Attorneys for Robert Swanson’s family argued that Swanson was regularly exposed to asbestos insulation found on the boilers distributed by the company.
Before he passed away, Swanson told attorneys that the company with which he was employed from 1969 through the 1970s only carried and installed Weil-McLain boilers, hence the reason the company was named in the suit.
According to testimony, Weil-McLain purchased JM 352 insulating cement, which was 100% chrysotile (white) asbestos. A Johns-Manville representative testified to the court that JM 352 bags contained an asbestos warning label that alerted users of the hazard.
He then noted that Weil-McLain repackaged the toxic asbestos insulation, sending it to customers in plain paper bags along with their boilers.
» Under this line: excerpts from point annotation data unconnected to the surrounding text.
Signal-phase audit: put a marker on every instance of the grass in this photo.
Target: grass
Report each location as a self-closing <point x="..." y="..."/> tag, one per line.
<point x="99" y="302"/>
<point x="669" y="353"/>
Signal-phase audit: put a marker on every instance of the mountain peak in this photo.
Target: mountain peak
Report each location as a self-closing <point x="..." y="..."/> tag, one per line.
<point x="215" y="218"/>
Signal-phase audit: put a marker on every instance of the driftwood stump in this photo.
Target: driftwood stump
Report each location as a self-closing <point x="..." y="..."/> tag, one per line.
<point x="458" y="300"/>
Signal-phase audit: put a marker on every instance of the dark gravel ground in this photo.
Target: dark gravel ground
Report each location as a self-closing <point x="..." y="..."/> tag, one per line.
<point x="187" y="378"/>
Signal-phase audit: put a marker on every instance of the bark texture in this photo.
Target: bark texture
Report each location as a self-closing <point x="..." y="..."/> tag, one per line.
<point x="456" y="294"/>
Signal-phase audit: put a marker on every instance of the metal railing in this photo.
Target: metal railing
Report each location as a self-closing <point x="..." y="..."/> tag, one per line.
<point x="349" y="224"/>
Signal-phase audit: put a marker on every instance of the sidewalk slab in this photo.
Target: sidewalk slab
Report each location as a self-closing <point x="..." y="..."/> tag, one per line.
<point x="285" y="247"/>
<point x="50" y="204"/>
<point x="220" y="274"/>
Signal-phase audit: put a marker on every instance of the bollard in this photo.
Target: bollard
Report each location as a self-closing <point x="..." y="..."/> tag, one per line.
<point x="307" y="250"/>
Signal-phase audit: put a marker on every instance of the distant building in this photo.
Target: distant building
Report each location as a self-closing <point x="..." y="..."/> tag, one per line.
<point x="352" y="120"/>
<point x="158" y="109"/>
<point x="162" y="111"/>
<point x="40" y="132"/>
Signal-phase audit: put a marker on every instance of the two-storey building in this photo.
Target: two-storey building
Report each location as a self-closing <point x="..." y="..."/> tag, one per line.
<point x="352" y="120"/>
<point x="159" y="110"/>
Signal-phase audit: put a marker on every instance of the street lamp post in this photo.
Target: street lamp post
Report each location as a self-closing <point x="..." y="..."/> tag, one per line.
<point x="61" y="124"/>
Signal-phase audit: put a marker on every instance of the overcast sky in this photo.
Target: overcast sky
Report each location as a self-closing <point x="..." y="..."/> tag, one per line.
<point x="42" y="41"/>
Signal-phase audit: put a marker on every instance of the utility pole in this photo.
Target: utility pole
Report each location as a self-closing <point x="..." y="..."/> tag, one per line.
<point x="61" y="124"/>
That meant that installers never saw the warning note nor did unsuspecting customers.
Robert Swanson was diagnosed with mesothelioma in 2014 and passed away just 16 months later. That’s a typical life span for someone diagnosed with asbestos-caused cancer.
Though some advancement in treatments has resulted in a slightly better prognosis, especially when the disease is caught in its early stages, most victims pass away within a year or two of diagnosis.
Swanson’s case is also typical in that his disease did not appear until some 40 years after he was initially exposed to the hazardous insulation.
Luckily, Swanson was familiar with when and where he was exposed, so he was able to sue for negligent exposure and to secure a future for his family members that were left behind to mourn his death.